After reading it, the concept is simple: In many situations we have to make decisions under uncertainty, and as such after the fact we will discover that we could have made a better choice, that is, we missed an opportunity. By quantifying the likelihood of uncertain events, we can understand how much we expect to miss out and either make better decisions based on this value, or gather more information.

To start with an unrealistically simple event, you choose heads or tails, I flip a coin and if you got heads correct you receive $ 10€ $, if you got tails correct you receive $ 20€ $.

You have to choices:

  • You say Heads: There’s a 50% chance you get heads, which is optimal, so you lost out nothing, and a 50% chance you get tails, which would have made you $ 20€ $ richer, so your opportunity loss is $ .5 * (0) + .5 * (20) = 10 $
  • You say Tails: There’s a 50% chance you get tails, which is optimal, so you lost out nothing, and a 50% chance you get heads, which would have made you $ 10€ $ richer, so your opportunity loss is $ .5 * (0) + .5 * (10) = 5 $

Under a regret minimization system, this makes it clear that we want to choose Tails. This should have been obvious from before, but there is something we gained from this analysis. Under our optimal choice our expected loss is $ 5€ $, so if we paid any amount smaller than $ 5€ $ to know the coin in advance, we would expect higher returns than if we didn’t take that option. In other words, knowing the outcome of this event is worth $ 5€ $ to us: any value above that and we will be missing out on some opportunity. Any value below it and we can increase our expected profits.

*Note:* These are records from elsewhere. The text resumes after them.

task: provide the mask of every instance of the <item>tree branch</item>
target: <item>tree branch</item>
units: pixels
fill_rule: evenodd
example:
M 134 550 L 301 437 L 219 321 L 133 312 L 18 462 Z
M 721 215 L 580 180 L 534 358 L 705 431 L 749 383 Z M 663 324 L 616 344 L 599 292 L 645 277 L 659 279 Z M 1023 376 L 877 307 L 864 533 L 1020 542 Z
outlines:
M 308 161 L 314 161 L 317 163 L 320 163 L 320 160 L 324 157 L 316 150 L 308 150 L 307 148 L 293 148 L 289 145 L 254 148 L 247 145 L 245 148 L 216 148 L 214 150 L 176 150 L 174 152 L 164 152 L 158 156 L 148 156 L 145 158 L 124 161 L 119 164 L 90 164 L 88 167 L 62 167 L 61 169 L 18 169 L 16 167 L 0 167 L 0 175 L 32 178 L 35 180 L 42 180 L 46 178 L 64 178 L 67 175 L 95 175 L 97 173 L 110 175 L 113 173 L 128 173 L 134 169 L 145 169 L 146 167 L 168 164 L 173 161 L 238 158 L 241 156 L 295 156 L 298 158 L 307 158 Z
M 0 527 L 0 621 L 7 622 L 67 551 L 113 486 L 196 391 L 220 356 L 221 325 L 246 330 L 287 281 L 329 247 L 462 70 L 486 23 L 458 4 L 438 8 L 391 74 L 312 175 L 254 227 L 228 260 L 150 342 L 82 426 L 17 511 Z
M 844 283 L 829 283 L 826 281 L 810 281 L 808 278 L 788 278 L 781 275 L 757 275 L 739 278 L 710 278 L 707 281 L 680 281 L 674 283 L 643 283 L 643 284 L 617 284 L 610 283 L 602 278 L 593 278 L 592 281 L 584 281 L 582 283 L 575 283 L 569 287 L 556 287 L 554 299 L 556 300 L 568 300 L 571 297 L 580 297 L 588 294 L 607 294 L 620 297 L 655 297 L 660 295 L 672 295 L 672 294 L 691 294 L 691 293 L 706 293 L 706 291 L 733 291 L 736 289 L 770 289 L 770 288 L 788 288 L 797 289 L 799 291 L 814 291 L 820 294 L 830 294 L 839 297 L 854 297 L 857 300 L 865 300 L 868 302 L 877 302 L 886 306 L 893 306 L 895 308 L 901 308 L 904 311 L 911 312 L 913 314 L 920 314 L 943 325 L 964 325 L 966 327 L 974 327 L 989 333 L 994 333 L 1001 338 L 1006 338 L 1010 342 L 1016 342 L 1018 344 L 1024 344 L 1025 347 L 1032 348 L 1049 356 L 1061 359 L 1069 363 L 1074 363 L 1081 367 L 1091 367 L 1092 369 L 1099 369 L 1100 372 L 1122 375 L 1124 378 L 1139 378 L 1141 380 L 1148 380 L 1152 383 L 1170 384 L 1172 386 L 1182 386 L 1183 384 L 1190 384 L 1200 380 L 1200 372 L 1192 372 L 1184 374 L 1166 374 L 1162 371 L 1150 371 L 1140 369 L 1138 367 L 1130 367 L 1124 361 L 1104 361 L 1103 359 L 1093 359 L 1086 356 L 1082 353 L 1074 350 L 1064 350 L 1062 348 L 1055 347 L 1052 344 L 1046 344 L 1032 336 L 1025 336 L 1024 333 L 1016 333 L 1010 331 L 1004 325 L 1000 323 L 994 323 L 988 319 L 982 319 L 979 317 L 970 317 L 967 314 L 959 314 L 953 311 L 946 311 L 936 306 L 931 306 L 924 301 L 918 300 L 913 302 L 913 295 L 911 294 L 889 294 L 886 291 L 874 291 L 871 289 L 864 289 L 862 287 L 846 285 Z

The above is detached from reality, but instead of heads or tails suppose we are talking about presidential candidates getting elected, or investing in a new stock. Add a few zeroes to the values above and we will get a realistic price for getting information on the outcome, by doing voting polls or other mechanisms available to our situation.

This can be done for any decisions made under uncertainty (as Douglas Hubbard argues in his book).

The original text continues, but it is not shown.